Он тряс прутья решетки, один за другим, они не поддавались. Отчего ему хотелось туда, внутрь, ведь там могла быть тюрьма? Ведь ужаснее голода и одиночества во внешнем мире не было ничего! Он поскользнулся, держась за наружный прут, решетка повернулась и он кувырком влетел в сад. Загородка закрылась за ним, ветви и гроздья листвы отталкивали его, для него едва находилось место между стеной и наружными кустарниками, никогда прежде не слыханные запахи испугали его, как предчувствие существования при таких тяжких условиях, какие он никогда не смог бы выполнить.
Глава пятая
I
Когда бы человек умел в мыслях призывать к себе смерть с той же легкостью, что и любовь, то многие ложились бы ночью спать, чтобы никогда более не проснуться. Но тело слишком сильно: при малейшем движении – бросаясь к оружию, наливая глоток в стакан – оно сопротивляется и отстаивает свою вялую привязанность к земле, – возможно, наиболее упорно, будучи поражено смертельным недугом. К счастью, дух всё же может освободиться, пусть даже и не навечно, он может пересечь поток забвения, оставить позади страдания и, вернувшись в тело, не узнать более того, что пришлось перенести ему в его компании, в его плену. Прежде всего когда человек только что переплыл океан, не видел и не слышал ничего, кроме воды, воздуха, гниющего дерева, оглушен трехдневным штормом и многонедельным голодом и скитаниями. Возможно, в росших окрест сорных травах в пределах моей досягаемости было с десяток смертельно ядовитых. Я не срывал их.
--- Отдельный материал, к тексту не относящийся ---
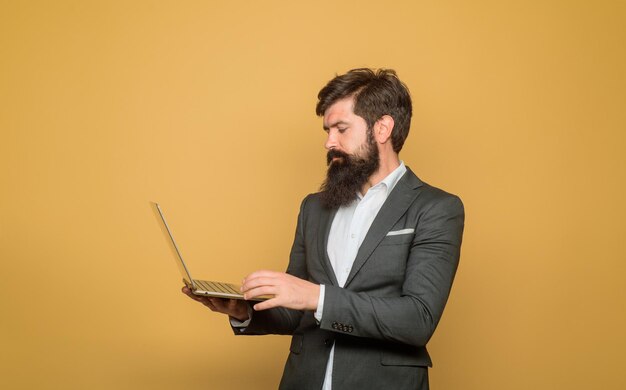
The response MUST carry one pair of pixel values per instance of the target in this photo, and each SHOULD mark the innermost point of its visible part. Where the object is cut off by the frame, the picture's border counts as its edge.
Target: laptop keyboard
(225, 288)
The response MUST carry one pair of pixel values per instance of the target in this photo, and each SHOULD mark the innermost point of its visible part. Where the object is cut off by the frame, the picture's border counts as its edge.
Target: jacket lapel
(326, 219)
(394, 207)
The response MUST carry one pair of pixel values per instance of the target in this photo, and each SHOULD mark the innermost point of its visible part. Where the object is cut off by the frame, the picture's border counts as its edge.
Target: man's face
(352, 154)
(347, 132)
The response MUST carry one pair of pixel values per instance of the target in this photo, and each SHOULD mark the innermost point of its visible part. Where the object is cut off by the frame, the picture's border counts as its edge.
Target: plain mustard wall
(208, 107)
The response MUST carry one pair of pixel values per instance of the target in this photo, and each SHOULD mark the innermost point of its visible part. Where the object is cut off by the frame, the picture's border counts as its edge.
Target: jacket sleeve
(411, 317)
(281, 320)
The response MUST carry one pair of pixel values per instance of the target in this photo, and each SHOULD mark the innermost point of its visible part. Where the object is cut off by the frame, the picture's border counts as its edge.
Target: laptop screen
(172, 244)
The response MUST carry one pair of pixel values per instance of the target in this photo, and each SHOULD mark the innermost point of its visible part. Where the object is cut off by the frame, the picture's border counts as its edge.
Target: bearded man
(374, 255)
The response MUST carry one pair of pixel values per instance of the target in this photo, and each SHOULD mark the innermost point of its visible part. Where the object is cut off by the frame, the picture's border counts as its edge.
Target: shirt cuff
(241, 325)
(320, 304)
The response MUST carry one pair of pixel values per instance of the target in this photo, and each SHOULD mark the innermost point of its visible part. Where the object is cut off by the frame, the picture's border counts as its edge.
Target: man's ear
(383, 128)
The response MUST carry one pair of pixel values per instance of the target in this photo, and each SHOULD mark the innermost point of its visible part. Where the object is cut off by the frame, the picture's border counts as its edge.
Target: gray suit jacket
(381, 320)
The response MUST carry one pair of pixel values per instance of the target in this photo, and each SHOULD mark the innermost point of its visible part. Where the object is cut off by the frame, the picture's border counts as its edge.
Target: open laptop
(198, 287)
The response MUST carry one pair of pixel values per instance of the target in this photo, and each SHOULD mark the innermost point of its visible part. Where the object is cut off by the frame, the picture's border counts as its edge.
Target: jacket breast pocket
(399, 239)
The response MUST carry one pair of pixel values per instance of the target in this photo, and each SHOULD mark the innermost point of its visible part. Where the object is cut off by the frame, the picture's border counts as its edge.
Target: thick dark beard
(346, 176)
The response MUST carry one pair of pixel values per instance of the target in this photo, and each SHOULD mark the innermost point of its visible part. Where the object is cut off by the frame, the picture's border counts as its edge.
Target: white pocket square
(399, 232)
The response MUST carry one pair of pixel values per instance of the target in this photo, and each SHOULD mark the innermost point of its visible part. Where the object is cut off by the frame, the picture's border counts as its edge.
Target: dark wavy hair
(376, 93)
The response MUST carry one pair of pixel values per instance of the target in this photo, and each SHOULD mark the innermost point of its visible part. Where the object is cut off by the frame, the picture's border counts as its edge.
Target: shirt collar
(390, 181)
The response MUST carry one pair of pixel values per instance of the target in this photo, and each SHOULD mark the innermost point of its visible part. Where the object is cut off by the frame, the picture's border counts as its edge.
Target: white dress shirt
(350, 225)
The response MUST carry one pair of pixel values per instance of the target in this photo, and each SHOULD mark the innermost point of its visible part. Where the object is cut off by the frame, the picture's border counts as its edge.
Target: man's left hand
(288, 291)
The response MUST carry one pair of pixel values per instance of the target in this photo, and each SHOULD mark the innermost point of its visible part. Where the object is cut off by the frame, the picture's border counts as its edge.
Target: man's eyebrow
(335, 124)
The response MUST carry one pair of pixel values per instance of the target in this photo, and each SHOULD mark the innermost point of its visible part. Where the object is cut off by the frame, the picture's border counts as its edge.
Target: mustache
(335, 153)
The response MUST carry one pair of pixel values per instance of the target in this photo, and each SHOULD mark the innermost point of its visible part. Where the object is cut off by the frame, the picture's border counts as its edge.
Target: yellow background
(208, 107)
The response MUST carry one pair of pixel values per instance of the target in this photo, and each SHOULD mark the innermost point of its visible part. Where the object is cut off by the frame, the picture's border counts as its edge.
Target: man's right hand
(235, 308)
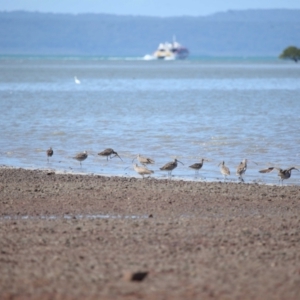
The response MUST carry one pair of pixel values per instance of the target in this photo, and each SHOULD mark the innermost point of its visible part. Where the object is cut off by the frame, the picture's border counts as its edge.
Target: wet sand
(191, 240)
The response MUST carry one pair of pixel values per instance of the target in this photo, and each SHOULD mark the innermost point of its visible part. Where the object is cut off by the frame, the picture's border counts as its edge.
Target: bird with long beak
(224, 170)
(170, 166)
(283, 174)
(108, 153)
(144, 160)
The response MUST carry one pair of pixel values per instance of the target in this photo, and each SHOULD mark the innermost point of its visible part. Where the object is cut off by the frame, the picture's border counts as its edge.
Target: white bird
(77, 81)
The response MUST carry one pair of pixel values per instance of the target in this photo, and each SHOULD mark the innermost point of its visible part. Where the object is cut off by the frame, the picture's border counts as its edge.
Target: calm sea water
(219, 110)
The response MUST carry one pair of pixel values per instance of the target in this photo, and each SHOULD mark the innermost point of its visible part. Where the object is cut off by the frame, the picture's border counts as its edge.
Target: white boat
(169, 51)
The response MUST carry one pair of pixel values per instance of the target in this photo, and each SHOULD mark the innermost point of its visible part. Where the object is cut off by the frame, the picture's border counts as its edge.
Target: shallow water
(219, 110)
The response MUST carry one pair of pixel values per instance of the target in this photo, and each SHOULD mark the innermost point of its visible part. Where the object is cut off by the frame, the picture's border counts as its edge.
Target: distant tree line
(291, 52)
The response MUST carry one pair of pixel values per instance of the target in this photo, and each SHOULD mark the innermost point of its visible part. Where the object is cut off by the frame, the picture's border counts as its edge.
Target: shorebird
(49, 153)
(241, 169)
(142, 170)
(108, 153)
(170, 166)
(224, 170)
(197, 166)
(283, 174)
(77, 81)
(144, 160)
(81, 156)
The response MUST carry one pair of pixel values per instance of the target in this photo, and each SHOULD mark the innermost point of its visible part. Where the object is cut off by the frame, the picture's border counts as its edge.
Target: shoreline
(162, 177)
(197, 240)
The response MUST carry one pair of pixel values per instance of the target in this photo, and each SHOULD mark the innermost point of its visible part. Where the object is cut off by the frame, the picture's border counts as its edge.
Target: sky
(159, 8)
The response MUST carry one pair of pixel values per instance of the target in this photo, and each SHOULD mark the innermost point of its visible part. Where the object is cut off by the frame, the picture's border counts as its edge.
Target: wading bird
(283, 174)
(77, 81)
(144, 160)
(81, 156)
(49, 153)
(170, 166)
(197, 166)
(108, 153)
(224, 170)
(241, 169)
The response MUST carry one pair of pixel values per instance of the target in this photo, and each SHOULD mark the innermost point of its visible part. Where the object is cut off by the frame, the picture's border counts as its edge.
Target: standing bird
(108, 153)
(224, 170)
(283, 174)
(142, 170)
(144, 160)
(197, 166)
(77, 81)
(81, 156)
(241, 169)
(49, 153)
(170, 166)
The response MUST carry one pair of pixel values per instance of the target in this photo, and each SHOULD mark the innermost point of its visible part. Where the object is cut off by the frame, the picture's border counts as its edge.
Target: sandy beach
(67, 236)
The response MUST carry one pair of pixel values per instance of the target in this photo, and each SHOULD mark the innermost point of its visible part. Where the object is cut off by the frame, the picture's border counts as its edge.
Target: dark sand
(194, 240)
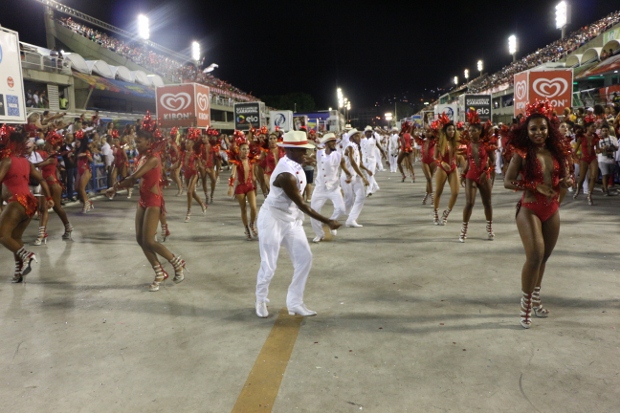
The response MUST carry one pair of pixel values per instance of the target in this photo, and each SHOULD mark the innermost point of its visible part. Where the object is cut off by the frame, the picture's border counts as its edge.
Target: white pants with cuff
(275, 231)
Когда я, наконец, вновь поднялся на ноги, с меня посыпались сухие листья и комья земли, вспорхнул целый рой насекомых, длинные черви медленно поползли с моих ног.
Паразиты покидали тело, которое уже наполовину покоилось в земле, но более не хотело оставаться трупом. Между стеной и деревьями пролегала узкая, глубокая дорожка, по которой можно было идти только сбоку; при этом я, словно слепец, терся о стены, ветви шипами терзали и раздирали в клочья лохмотья, оставшиеся от моего платья, крапива вызывала зудящую, жгучую сыпь на коже в тех местах, до которых еще не добрались комары. Изодранный, я, наконец, выбрался на место в зарослях, некогда бывшее прогалиной; оно было завалено мертвыми стволами – мелкоячеистое, плотное переплетение лиан пронизывало пространство на высоту человеческого роста.
На другой стороне открылась аллея.
И туда тоже мне пришлось продираться. Я прошел по аллее и остановился у полуразрушенного здания; оно было одноэтажное, однако из камня. Охотничий домик, где мы виделись с ней! Более я ничего не знал, лето ли стояло, осень, – скорее всего последнее, ибо я дрожал и был покрыт холодной росой.
Внутри, должно быть, тепло, и нет насекомых, никаких людей со всех сторон, никакого гама, что слышал я в деревнях на острове, не понимая значения. Дверь была закрыта, но окно на задней стороне, как правило, было распахнуто; и теперь тоже. Диана уже никогда больше не придет сюда. Тем лучше. Внутри всё было перестроено, комнаты переходили одна в другую. Прежде было лучше; тогда все они выходили во внутренний двор: тогда ты знал, где находишься, можно было захлопнуть за собой дверь, скрыться, если на тебя напали. Всё едино: там стояла большая, грубо сколоченная деревянная кровать; кувшин с зацветшей, мерзко пахнущей водой; она не годилась для утоления жажды, но ею можно было омыть особо раздраженные участки кожи.
Трясущиеся руки стянули с тела всё, что еще уцелело от платья; груда тряпья упала на пол. Ничего больше не сохранилось от человека, пустившегося в плавание, дабы покрыть себя славой, – лишь это ущербное, изнуренное тело. Единственное, чем оставалось мне прикрыть срам, был глубокий, тяжкий сон, который не отпускал меня, когда я очнулся.